Nikmati berita interaktif dan LIVE report 24 jam hanya di TribunX
Tribun

Mantan Menteri BUMN Laksamana Sukardi Ungkap 5 Komorbid Bangsa yang Menghambat Kemajuan Indonesia

Laksamana Sukardi, mengungkapkan pandangannya mengenai lima komorbid bangsa yang dianggapnya menjadi hambatan dalam kemajuan Indonesia.

Penulis: Toni Bramantoro
Editor: Dewi Agustina
zoom-in Mantan Menteri BUMN Laksamana Sukardi Ungkap 5 Komorbid Bangsa yang Menghambat Kemajuan Indonesia
Istimewa
Mantan Menteri Badan Usaha Milik Negara (BUMN), Laksamana Sukardi saat Talkshow OSKM ITB 2023 di Gedung Serba Guna Kampus ITB Jatinangor, Sumedang, pada Kamis (17/8/2023).
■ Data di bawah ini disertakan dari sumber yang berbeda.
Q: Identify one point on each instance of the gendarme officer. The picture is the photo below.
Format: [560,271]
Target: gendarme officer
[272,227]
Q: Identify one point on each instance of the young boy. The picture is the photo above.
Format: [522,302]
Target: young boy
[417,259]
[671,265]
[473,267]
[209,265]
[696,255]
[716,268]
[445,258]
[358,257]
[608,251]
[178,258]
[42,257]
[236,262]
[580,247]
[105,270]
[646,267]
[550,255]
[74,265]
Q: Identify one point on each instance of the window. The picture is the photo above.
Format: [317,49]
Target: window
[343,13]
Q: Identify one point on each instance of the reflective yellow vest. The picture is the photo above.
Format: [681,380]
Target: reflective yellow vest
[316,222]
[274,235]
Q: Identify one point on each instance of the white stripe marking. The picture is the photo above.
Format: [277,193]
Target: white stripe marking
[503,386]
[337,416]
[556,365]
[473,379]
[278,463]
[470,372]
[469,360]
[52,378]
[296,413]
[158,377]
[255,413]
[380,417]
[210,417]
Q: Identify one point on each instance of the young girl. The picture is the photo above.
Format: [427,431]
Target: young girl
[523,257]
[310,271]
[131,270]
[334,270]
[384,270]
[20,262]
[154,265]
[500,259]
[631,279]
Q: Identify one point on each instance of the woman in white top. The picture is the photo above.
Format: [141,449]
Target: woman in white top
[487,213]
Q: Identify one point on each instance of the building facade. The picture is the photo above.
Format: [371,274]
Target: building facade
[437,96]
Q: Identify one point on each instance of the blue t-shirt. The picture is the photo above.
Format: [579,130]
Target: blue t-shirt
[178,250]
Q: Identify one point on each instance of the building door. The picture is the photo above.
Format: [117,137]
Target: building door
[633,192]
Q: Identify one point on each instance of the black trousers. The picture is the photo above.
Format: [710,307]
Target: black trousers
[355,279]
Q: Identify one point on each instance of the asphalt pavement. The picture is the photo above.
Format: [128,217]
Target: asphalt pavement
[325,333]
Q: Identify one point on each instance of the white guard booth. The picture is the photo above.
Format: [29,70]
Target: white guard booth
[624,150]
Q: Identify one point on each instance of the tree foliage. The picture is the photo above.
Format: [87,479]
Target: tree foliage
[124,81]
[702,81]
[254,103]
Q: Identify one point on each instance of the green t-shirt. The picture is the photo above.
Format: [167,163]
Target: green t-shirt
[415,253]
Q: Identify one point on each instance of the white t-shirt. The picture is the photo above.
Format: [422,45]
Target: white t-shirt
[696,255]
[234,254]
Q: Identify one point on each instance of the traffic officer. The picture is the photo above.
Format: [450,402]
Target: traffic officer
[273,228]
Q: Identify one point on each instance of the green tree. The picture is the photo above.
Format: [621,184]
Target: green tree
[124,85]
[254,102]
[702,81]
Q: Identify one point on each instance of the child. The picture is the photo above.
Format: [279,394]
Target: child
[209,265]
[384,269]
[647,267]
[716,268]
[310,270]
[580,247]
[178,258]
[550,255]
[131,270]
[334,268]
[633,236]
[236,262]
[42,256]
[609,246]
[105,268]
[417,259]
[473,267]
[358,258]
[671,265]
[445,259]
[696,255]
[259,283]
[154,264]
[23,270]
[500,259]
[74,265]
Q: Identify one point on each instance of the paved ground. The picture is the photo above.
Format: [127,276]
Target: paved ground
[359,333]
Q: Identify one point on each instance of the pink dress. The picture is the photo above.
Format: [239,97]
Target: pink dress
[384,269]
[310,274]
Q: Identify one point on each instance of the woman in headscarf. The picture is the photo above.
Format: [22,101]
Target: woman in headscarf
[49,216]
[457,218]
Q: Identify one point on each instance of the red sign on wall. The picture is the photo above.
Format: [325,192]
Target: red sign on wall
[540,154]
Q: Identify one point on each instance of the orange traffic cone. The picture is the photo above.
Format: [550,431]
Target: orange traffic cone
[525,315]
Laksamana Sukardi mengungkapkan pandangannya mengenai lima komorbid bangsa yang dianggapnya menjadi hambatan dalam kemajuan Indonesia. 

TRIBUNNEWS.COM, BANDUNG - Mantan Menteri Badan Usaha Milik Negara (BUMN), Laksamana Sukardi, mengungkapkan pandangannya mengenai lima komorbid bangsa yang dianggapnya menjadi hambatan dalam kemajuan Indonesia.

Pernyataan ini disampaikan Laksamana Sukardi dalam Talkshow OSKM ITB 2023 di Gedung Serba Guna Kampus ITB Jatinangor, Sumedang, Kamis (17/8/2023).

Laksamana Sukardi memaparkan bahwa kelima komorbid bangsa yang sulit dihapuskan dan berdampak pada ketertinggalan Indonesia dibandingkan dengan negara-negara lain adalah kesalahan kaprah, pola asuh yang salah, persepsi yang keliru, penafsiran yang salah, dan tata kelola yang kurang baik.

Pandangan ini juga tertuang dalam bukunya yang berjudul "Pancasalah", yang dibagikan kepada lebih dari 5 ribu mahasiswa baru ITB.

Baca juga: Laksamana Sukardi Gabung PKN untuk Berjuang Dari Nol: Kalau Mau Enak Ikut Partai Besar Saja

Menurut Laksamana, dalam konteks global, kesejahteraan suatu negara tidak hanya tergantung pada sumber daya alamnya, melainkan juga pada potensi sumber daya manusianya.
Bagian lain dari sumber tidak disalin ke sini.